Anak perempuan itu, mendengar suara pria itu memujinya, langsung menangis tersedu-sedu karena pujian pertama yang didengarnya dalam bertahun-tahun. Setelah dimarahi dan dipukuli sepanjang hidupnya, pria yang memperlakukannya dengan penuh kasih sayang dan bahkan memujinya sambil tersenyum itu membangkitkan kembali kenangan akan semua rasa sakit yang pernah dirasakannya, dan dia menangis tanpa malu-malu. Pria itu terkejut dengan luapan emosi anak perempuan itu yang tiba-tiba, tetapi dia menenangkannya dengan suara lembut. Rossi juga mendekat, memegang kaki anak perempuan itu untuk menghiburnya.
"Jangan menangis, Rossi tidak ingin kamu sedih. Bisakah kamu ceritakan apa yang membuatmu menangis?"

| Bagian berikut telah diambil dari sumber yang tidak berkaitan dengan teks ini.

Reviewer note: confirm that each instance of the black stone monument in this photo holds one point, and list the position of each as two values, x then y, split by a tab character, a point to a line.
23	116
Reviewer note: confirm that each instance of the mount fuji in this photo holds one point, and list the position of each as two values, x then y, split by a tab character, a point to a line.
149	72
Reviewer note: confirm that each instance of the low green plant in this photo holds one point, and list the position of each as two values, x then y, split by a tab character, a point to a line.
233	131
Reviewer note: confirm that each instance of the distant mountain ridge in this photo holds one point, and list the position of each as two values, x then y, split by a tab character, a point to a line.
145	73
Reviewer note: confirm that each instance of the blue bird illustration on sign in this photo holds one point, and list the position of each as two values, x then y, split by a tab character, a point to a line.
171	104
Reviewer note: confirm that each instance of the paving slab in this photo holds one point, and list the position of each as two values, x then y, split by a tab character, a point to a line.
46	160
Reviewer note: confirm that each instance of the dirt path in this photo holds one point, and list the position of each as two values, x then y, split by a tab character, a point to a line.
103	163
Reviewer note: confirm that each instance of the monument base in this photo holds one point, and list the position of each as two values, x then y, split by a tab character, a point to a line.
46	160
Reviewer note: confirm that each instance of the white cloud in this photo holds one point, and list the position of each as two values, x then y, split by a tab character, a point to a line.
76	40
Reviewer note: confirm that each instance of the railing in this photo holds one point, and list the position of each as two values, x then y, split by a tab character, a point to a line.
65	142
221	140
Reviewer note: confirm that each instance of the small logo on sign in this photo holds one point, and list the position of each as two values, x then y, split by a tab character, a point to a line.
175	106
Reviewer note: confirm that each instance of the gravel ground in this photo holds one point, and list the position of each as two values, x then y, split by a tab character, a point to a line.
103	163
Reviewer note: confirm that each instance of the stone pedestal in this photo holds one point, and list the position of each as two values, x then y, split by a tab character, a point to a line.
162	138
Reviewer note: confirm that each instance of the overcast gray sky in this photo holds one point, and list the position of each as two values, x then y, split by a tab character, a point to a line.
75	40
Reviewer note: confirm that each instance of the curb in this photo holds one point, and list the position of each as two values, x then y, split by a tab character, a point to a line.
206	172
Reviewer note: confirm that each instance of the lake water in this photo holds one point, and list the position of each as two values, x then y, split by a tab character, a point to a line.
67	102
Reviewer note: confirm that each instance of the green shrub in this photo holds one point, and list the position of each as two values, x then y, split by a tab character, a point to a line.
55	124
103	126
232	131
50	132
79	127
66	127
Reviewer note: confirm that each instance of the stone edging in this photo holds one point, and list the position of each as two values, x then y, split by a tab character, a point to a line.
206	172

Setelah mendengar cerita tentang keluarga tokoh utama wanita, pria itu mengajaknya bermain, dan keduanya bersenang-senang bersama untuk pertama kalinya setelah sekian lama.

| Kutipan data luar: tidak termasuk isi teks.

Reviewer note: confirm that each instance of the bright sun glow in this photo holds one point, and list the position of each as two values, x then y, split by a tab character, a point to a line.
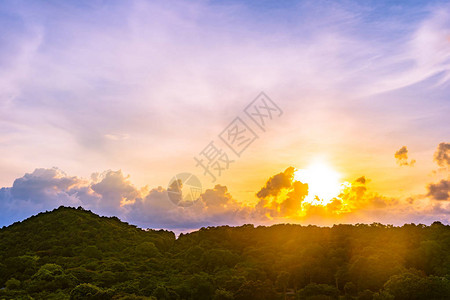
323	183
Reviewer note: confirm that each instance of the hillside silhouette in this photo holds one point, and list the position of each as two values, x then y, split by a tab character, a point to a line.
73	253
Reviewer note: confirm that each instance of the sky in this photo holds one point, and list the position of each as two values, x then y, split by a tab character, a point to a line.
102	103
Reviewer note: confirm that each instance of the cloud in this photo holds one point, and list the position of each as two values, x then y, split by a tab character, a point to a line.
442	155
440	190
281	199
276	183
402	157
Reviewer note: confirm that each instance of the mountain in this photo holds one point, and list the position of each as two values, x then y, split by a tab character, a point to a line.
73	253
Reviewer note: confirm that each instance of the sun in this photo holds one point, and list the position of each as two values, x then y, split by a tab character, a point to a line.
323	183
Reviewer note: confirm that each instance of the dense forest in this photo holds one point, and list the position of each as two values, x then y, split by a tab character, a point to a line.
75	254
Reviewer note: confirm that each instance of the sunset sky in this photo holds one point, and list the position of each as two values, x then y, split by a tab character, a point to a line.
103	102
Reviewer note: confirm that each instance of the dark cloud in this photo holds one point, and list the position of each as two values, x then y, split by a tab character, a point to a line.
281	195
442	155
276	183
440	190
402	157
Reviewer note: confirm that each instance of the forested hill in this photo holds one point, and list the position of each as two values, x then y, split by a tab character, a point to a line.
74	254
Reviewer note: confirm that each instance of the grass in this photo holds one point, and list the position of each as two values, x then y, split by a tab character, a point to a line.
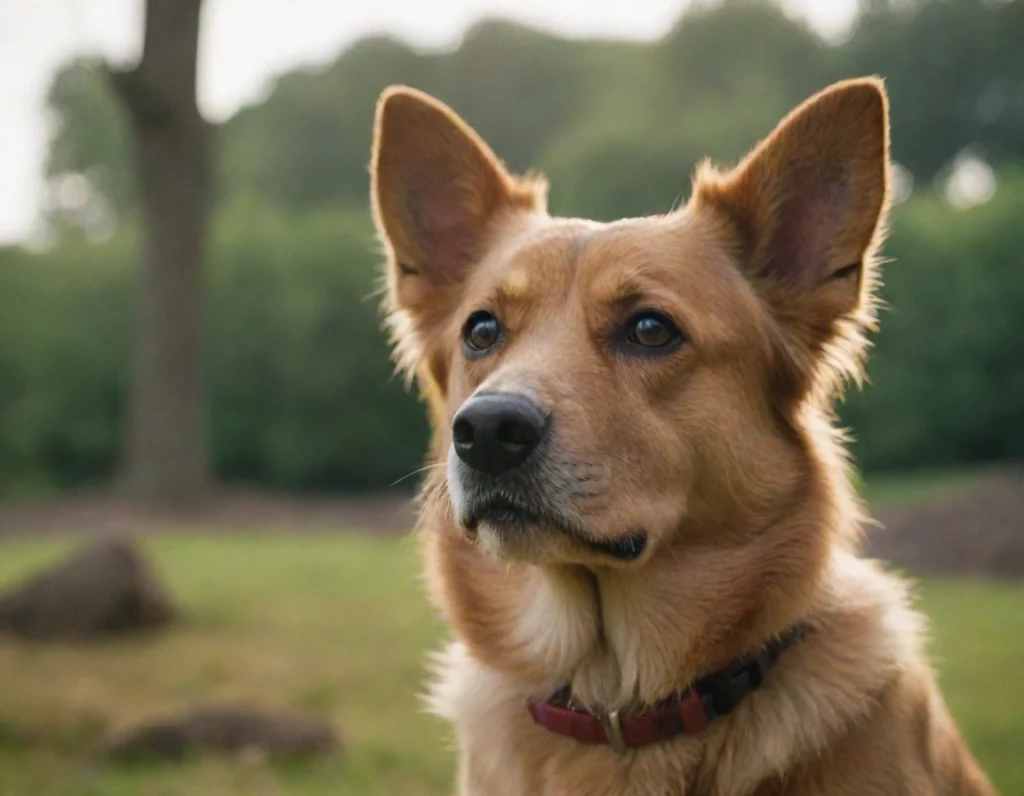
337	625
916	487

Kehidupan sehari-hari anak-anak dipenuhi tawa, tetapi bagi Yeoju, tawa adalah hal yang langka, seperti kacang di tengah kekeringan. Ia dapat melihat dengan jelas betapa Yeoju sangat berhati-hati terhadap orang-orang yang menyebut diri mereka keluarga. Ketika Yeoju bermain dengannya dan tersenyum cerah, pria itu merasa seolah-olah rantai yang selama ini membelenggunya mulai mengendur dan ia terbebas.
Di Kekaisaran Astin, negeri para penyihir, penyihir berpangkat tinggi yang dikabarkan paling terampil tak lain adalah seorang pria. Pria itu, yang menjadi objek kecemburuan setiap penyihir, tidak menyadari tatapan iri tersebut. Namun, terjadi sebuah insiden di mana pria ini menghancurkan sebuah keluarga penyihir dan datang ke dunia manusia.

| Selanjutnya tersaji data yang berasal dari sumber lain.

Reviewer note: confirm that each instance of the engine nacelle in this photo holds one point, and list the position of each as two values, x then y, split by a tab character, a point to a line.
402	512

Para penyihir, yang iri dengan penampilan pria itu yang mengesankan, fisik yang luar biasa, dan bahkan kepribadiannya yang sederhana, menyebarkan desas-desus yang tidak masuk akal dan jahat tentang dirinya di seluruh kekaisaran. Desas-desus itu adalah bahwa dia bersekongkol dengan para penyihir untuk membocorkan rahasia sihir yang diturunkan dari generasi ke generasi. Namun, mempercayai desas-desus tanpa dasar adalah hal biasa, baik yang didengar oleh manusia maupun oleh para penyihir. Pria itu dijebak atas tuduhan ini, meskipun dia tidak bersalah, dan meskipun dia bersikeras akan ketidakbersalahannya, tidak ada yang mempercayainya.
Pria itu mencari penyihir yang telah menyebarkan rumor tersebut. Orang yang menyebarkan rumor jahat tentang dirinya adalah seorang teman dekat, seseorang yang telah tumbuh bersamanya, berbagi suka dan duka. Dipenuhi rasa pengkhianatan dan amarah, pria itu bertanya kepada temannya mengapa ia melakukan hal seperti itu. Tetapi jawaban yang diberikan temannya adalah,
"Tapi aku berharap kau, yang begitu berbakat, akan hancur karena tidak beruntung."
Aku tidak mengharapkan permintaan maaf. Aku hanya ingin dia mengatakan bahwa dia salah bicara dan tidak menyadari bahwa rumor seperti itu akan menyebar. Tapi kemudian aku menyadari bahwa orang yang selalu kuanggap sebagai sahabat terbaikku ternyata memiliki kompleks inferioritas.
Pada hari itu, pria itu memusnahkan garis keturunan keluarga temannya yang juga seorang pengkhianat. Setelah datang ke dunia manusia, dia menyaksikan banyak manusia menginjak-injak orang lain demi masa depannya sendiri, dan sekarang dia tidak bisa mempercayai siapa pun, baik penyihir maupun manusia. Senyum cerah seorang anak laki-laki manusia kecil itulah yang menyelamatkannya.